Question

If $y=f\left(x\right)=\frac{[x+2]}{[x-1]}$, then :

• A. $x=f\left(y\right)$
• B. $f\left(1\right)=3$
• C. $y$ increases with $x$ for $x<1$
• D. $f$ is a rational function of $x$

Answer 1

Answer: (A), (D)

$f$ is a rational function of $x$

Finding the correct condition:

Given that, $y=f\left(x\right)=\frac{[x+2]}{[x-1]}$

$\begin{array}{rcl}y& =& \frac{[x+2]}{[x-1]}\\ y(x-1)& =& x+2\\ yx-y& =& x+2\\ yx-x& =& y+2\\ x(y-1)& =& y+2\\ x& =& \frac{y+2}{y-1}\end{array}$

$\Rightarrow x=f\left(y\right)$

Hence, option A is correct.

We have, $y=f\left(x\right)=\frac{[x+2]}{[x-1]}$, clearly $f$ is a rational function of $x$ as it is in the form $\frac{p}{q};q\ne 0,p\in I$.

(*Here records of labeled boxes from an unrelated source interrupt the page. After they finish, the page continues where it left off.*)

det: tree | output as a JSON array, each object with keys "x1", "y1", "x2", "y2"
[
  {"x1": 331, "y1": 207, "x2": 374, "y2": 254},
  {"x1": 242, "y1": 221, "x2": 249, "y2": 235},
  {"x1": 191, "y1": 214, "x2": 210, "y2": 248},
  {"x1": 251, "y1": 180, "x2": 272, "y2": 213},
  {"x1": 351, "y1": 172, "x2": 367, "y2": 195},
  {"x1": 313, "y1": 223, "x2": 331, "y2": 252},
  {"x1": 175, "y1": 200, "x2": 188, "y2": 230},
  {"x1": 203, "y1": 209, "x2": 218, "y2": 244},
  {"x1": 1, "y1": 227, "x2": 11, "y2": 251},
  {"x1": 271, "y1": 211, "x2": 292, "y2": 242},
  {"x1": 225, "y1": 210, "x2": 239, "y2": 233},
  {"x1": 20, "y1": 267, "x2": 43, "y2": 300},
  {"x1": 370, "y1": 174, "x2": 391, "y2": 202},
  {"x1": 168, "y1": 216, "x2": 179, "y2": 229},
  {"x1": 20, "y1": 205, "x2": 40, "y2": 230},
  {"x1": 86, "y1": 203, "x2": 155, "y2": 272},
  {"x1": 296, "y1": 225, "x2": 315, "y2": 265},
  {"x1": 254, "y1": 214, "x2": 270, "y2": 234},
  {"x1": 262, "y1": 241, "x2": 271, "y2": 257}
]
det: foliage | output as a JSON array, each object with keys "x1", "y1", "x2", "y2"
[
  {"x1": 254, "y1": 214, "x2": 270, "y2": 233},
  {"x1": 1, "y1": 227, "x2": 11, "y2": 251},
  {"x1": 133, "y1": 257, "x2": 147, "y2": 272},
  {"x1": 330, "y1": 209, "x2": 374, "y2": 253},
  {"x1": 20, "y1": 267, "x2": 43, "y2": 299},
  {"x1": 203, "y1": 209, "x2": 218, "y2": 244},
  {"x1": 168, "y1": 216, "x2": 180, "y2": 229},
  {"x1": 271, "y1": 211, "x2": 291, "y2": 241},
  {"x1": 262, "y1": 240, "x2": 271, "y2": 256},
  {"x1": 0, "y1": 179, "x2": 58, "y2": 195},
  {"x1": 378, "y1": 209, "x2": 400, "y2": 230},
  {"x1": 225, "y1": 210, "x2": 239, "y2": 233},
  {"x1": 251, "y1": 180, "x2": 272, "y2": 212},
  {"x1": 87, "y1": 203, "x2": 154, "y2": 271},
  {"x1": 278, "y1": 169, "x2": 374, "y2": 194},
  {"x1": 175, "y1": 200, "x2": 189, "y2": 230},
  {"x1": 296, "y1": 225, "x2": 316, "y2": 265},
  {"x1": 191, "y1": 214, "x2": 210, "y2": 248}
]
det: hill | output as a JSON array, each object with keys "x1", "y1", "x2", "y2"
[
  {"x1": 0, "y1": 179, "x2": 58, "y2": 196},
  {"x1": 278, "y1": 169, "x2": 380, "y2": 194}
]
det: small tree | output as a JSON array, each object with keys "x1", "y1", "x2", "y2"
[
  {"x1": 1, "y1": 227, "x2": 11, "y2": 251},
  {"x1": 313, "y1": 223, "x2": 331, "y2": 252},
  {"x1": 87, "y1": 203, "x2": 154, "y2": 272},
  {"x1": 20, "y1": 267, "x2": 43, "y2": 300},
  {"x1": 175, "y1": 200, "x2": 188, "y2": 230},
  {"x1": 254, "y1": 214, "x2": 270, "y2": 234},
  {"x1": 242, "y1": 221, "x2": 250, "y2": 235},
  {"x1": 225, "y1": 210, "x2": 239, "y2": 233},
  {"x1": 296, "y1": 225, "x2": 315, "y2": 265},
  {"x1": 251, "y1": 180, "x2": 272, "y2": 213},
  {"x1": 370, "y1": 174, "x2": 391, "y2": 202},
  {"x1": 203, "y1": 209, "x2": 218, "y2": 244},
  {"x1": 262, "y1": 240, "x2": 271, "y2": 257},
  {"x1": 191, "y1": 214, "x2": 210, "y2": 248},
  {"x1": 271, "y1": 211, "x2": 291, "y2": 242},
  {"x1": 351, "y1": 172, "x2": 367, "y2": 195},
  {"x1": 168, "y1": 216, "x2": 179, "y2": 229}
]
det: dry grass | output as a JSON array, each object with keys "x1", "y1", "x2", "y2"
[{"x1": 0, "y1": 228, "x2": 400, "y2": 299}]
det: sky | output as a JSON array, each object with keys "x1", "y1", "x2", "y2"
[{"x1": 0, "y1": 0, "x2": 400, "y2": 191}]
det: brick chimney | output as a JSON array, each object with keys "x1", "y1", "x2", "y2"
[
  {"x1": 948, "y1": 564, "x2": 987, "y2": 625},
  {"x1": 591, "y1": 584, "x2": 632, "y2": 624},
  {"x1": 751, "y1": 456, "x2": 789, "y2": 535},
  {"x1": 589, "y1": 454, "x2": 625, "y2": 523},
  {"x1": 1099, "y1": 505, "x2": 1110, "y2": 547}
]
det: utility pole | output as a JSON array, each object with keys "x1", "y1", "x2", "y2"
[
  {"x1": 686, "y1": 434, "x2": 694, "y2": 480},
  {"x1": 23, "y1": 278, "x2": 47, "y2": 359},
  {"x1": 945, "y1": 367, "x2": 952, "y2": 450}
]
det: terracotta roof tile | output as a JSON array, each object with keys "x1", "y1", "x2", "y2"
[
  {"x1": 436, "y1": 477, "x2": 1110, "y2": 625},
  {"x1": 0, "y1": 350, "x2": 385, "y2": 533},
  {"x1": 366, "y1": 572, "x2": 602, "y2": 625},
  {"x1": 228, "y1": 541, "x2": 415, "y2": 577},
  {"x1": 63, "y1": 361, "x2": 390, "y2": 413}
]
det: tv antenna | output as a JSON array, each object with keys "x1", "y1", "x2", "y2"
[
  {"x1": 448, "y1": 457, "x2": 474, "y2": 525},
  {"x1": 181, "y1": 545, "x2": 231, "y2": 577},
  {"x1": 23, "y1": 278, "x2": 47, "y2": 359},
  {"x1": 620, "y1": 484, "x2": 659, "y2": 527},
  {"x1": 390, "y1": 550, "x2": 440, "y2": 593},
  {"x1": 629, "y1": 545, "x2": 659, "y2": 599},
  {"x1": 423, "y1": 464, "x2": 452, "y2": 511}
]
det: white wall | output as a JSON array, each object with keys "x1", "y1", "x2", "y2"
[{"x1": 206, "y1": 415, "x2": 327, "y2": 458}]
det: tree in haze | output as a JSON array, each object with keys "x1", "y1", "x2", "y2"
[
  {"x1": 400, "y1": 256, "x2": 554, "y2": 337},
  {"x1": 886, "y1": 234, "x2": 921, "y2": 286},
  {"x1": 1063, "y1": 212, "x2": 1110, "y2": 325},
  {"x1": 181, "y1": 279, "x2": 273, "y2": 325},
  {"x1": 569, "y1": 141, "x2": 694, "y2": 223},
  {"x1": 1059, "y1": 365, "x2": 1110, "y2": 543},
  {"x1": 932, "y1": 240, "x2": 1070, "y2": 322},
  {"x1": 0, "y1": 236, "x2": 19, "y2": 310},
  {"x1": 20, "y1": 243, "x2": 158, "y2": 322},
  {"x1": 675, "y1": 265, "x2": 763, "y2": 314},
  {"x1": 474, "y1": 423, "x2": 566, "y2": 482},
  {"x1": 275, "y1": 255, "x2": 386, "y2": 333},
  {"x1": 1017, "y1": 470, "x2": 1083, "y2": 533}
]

Hence, option D is correct.

Explanation for the incorrect options:

Option B: $f\left(1\right)=3$

$f\left(1\right)=3$ is not possible as $y=f\left(x\right)=\frac{[x+2]}{[x-1]}$ is not defined at $x=1$.

Hence, option B is incorrect.

Option C: $y$ increases with $x$ for $x<1$
$\begin{array}{rcl}f\left(x\right)& =& \frac{[x+2]}{[x-1]}\\ f^{\text{'}}\left(x\right)& =& \frac{\left\{\right[x-1]-[x+2\left]\right\}}{(x-1{)}^2}\\ & =& \frac{-3}{(x-1{)}^2}<0\end{array}$

Which means $y$ decreases with $x$ for $x<1$.

Therefore, option C is incorrect.

Hence, (A), (D) are the correct option.